光学式に比べて目の焦点が合わせ難く距離感がつかみ辛い
【デジタルミラー】
従来のミラーを液晶画面に変更したデジタルミラーも増えている。ボディの左右や後部にカメラを装着して、後方の映像を液晶画面に表示するものだ。夜間でも明るくて見やすく、荷室にたくさん荷物を積んだときでも後方視界を確保できるといったメリットがあるが、欠点も多い。 もっとも気になるのは、ドライバーの目の焦点が、液晶画面に合うことだ。従来のミラーであれば、目の焦点は運転中には後ろ側の遠方に合っているが、液晶では画面に合わせることになる。そうなるとデジタルミラーは、従来のミラーに比べて、距離感覚を把握しにくい。
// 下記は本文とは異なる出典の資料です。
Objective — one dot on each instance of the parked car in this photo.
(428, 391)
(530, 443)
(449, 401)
例えば走行車線を走っているとき、ルームミラーや右側のドアミラーに、追い越し車線を速い速度で近づいてくる車両が映ったとする。従来のミラーであれば、追い越し車線を走る車両が接近するに連れて、目の焦点も変わるから、距離感覚を把握できる。 ところが液晶画面では、画面内の車両が微妙に大きくなっても、目の焦点はもともと画面に合っているから変化しない。従って距離感覚が把握しにくい。
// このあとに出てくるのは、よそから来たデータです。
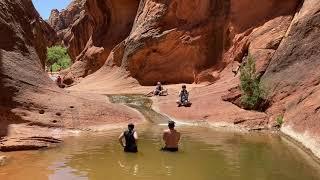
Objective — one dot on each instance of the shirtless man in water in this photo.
(171, 138)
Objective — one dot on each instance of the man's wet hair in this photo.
(171, 124)
(131, 126)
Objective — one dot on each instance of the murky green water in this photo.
(205, 154)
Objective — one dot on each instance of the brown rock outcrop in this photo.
(62, 21)
(100, 27)
(293, 77)
(27, 95)
(174, 42)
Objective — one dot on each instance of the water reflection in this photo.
(205, 155)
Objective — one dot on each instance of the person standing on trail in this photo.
(171, 138)
(131, 138)
(183, 97)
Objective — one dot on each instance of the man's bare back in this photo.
(171, 138)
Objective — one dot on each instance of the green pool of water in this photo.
(206, 154)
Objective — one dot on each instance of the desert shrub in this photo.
(252, 91)
(57, 59)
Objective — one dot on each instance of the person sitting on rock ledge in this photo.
(171, 138)
(184, 97)
(159, 91)
(131, 138)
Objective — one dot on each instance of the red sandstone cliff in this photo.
(197, 41)
(28, 98)
(130, 42)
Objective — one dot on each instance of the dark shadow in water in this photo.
(141, 103)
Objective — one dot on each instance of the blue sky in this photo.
(44, 7)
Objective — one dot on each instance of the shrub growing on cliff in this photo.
(279, 121)
(252, 92)
(57, 59)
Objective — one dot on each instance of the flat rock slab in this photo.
(27, 143)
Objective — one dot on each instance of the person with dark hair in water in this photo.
(171, 138)
(184, 97)
(131, 138)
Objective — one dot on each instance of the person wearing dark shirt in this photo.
(131, 138)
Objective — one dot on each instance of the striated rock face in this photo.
(99, 28)
(293, 77)
(62, 21)
(192, 41)
(28, 96)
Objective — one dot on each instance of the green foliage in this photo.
(279, 121)
(57, 59)
(252, 92)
そして従来のミラーであれば、視野内にルームミラーが入っていれば、前方を見ているときでも同じ焦点距離で後方の様子まで見える。ところが液晶ミラーでは、前方とミラー内の後方では焦点が異なるから、前方を見ているときには焦点が合わず、液晶画面の画像もボケてしまう。 このほか液晶タイプは、表面に映り込みが生じやすい。角度を変えると、通常のミラーとしても使えるが、暗く見えることが多い。このように液晶ミラーには危険が多く、十分に注意すべきだ。セットオプションに含まれている車種も見られるが、省けるようにしてほしい。
とくに高齢のドライバーは、年齢が高まると液晶画面を見るときの焦点移動にも時間を要する。その点で従来の工学式ミラーは高齢者にも優しい。言い換えれば、工学式ミラーは偉大な装備なのだ。